Am Samstag abend zwischen 20.30 und 21.30 Uhr brach im Vorführraum des Kinos Krumpendorf ein Brand aus, der die beiden wertvollen Vorführapparate vernichtete. Gespielt wurde der Film „Flucht in die Berge“, dessen uralte Kopie schon dermaßen geflickt und geklebt war, daß der Filmstreifen zuguter Letzt auch wirklich im Vorführapparat steckenblieb und die große Hitze der Kohlestablampen das Zelluloid in Brand setzen konnte.
In Nu brannte der sowieso schon feuergefährliche Film lichterloh, so daß der Operateur dem Feuer machtlos gegenüberstand und schleunigst das Feld räumen mußte. Die beiden sehr teuren Apparate brannten völlig aus. Der Sachschaden beträgt ungefähr 200.000 Schilling. Das Publikum merkte von dem Unglück, das sich im Verlaufe weniger Minuten abspielte, zuerst überhaupt nichts, und so blieb eine Panik glücklicherweise aus.

Kinobrand 1954 Artikel Volkszeitung
Kinobrand 1954 Artikel Volkszeitung

Eine besondere Funktion hatte das Kino in den Jahren des Kirchenbaus 1959-1962. Die zu klein gewordene Georgskirche musste weichen, die neue, größere Christkönigkirche entstand.
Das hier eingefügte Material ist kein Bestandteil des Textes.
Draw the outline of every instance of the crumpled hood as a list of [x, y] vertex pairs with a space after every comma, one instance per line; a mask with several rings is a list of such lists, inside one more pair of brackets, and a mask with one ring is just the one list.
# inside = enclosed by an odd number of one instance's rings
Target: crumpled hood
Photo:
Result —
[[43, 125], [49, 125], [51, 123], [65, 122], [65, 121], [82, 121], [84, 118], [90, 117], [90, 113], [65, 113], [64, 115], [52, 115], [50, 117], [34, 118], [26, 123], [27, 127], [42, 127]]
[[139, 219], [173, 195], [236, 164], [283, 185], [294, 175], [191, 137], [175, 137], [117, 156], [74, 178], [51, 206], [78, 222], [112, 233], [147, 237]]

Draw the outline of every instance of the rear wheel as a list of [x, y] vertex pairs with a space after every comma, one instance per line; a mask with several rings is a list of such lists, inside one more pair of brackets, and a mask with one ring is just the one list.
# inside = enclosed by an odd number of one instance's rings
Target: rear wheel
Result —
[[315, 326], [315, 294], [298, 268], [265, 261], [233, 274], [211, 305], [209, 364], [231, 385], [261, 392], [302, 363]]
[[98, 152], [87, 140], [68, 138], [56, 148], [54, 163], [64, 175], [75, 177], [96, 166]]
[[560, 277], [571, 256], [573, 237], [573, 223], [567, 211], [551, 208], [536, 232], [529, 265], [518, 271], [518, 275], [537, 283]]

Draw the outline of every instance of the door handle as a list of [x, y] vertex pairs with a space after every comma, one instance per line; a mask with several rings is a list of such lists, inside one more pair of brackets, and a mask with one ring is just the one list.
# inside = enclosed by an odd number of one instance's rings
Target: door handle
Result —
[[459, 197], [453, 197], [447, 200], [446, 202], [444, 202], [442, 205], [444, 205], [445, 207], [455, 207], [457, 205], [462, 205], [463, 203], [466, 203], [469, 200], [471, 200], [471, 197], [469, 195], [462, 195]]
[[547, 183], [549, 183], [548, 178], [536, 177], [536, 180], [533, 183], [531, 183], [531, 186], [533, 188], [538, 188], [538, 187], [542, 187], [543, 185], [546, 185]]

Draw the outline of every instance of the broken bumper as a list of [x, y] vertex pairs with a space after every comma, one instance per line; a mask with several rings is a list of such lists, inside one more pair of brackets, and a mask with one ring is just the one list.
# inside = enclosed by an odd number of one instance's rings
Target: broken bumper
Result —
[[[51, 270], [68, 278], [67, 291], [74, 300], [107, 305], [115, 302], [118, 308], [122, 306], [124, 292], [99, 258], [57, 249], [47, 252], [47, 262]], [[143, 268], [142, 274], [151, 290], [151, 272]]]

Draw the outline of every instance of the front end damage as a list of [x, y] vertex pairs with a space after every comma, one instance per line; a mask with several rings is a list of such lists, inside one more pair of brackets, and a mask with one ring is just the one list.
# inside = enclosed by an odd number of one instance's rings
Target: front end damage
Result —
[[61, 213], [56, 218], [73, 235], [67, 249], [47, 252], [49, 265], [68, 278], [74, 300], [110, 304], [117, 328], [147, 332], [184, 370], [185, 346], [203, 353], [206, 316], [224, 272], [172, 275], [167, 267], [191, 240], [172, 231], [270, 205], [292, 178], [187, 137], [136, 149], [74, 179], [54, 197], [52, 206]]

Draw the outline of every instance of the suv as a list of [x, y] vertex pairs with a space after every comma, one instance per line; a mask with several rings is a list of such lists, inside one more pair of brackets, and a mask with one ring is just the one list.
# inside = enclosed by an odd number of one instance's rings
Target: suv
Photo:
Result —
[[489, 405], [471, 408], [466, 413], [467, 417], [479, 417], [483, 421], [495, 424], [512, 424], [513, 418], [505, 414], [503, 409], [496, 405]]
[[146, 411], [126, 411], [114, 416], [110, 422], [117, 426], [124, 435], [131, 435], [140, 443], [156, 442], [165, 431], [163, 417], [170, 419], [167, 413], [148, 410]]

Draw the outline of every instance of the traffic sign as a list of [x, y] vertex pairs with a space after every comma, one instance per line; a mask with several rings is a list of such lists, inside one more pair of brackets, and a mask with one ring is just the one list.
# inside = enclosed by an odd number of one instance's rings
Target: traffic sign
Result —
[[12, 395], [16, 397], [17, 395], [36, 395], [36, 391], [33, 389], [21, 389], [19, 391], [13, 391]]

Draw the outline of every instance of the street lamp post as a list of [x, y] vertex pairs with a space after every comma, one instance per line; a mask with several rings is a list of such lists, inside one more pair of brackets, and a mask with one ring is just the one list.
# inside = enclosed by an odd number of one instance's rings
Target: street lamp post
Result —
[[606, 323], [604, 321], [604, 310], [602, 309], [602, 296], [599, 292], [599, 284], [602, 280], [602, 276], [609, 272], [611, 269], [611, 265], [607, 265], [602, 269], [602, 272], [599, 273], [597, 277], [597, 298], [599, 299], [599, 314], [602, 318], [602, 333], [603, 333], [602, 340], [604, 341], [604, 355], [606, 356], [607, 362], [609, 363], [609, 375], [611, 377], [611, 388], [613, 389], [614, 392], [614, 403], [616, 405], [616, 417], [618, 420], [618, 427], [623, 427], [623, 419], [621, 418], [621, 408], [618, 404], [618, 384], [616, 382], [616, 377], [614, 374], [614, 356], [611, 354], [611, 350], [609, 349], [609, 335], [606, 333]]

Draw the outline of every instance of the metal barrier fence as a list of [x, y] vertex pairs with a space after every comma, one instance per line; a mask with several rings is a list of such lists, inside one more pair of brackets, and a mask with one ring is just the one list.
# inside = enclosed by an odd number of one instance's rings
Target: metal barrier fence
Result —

Also fanden die Sonntagsmessen im Kinosaal statt, der mit Stehplätzen an die 300 Personen fassen konnte. Im Winter war er wegen der Heizung angenehm, im Sommer wegen der vielen Gäste zu klein, daher gab es zusätzlich jeden Sonntag drei Gottesdienste in der Ulrichskirche in Pirk.

Altar im Kinosaal 1959
Altar im Kinosaal 1959 (Foto: Pfarrchronik Krumpendorf)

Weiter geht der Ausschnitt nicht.